Jerusalem Youth Chorus at the Jerusalem International YMCA

 

Our youngest son sings in a unique Israeli-Palestinian teen choir. The Jerusalem Youth Chorus, which has been meeting for two years now under the sponsorship of the Jerusalem International YMCA, has performed all over the country - including singing backup for veteran Israeli guitarist and peace activist David Broza’s Israel radio chart topping cover of “What’s So Funny ‘Bout Peace Love and Understanding.”

 

The group’s weekly meetings alternate rehearsal time with “dialogue,” led by trained facilitators. The conversations are not always easy but for the 32 teenagers in the choir, an understanding and respect for the “other side” has developed.

 

Sometimes, though, I wonder: what’s the point? A couple dozen kids are being educated towards coexistence? Big deal. How is that going to make a difference on the national level? Can any of them personally stop the missiles?

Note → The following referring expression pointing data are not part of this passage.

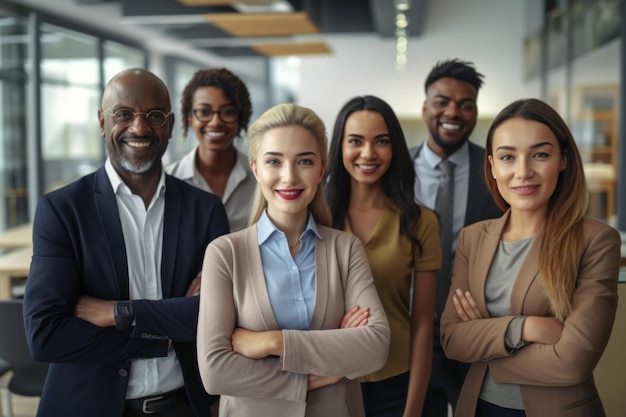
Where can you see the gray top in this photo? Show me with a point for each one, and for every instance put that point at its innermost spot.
(239, 191)
(502, 275)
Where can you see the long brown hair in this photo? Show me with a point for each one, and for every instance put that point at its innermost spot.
(284, 115)
(560, 245)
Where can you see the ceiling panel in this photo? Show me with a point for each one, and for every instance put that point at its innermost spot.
(238, 27)
(291, 48)
(263, 24)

How, in fact, is my being here rather than in the U.S., also not being involved in anything political, going to make a change in Israeli society (other than, say, encouraging dog owners to pick up after their pets in the park)?

 

But you don’t need to educate a whole society for change to occur. A single individual can have profound impact – for better or for worse. Maybe one of the kids in the chorus will grow up to be prime minister and figure out how to forge peace in a way no one has yet thought of. Maybe, because of this experience, one will not grow up to be a terrorist (Arab or Jewish). And here’s one for believers: maybe one will grow up to be the messiah.

 

When you hear the sirens, it’s easy to succumb to despair, that this is too overwhelming a mess. “But I look at it the other way around,” Oren concluded his talk. “I can think of no greater blessing than to be alive at a time in Jewish history when I as a Jew have to deal with this mess.”

 

I get that and agree. But a little less mess, that would be OK too.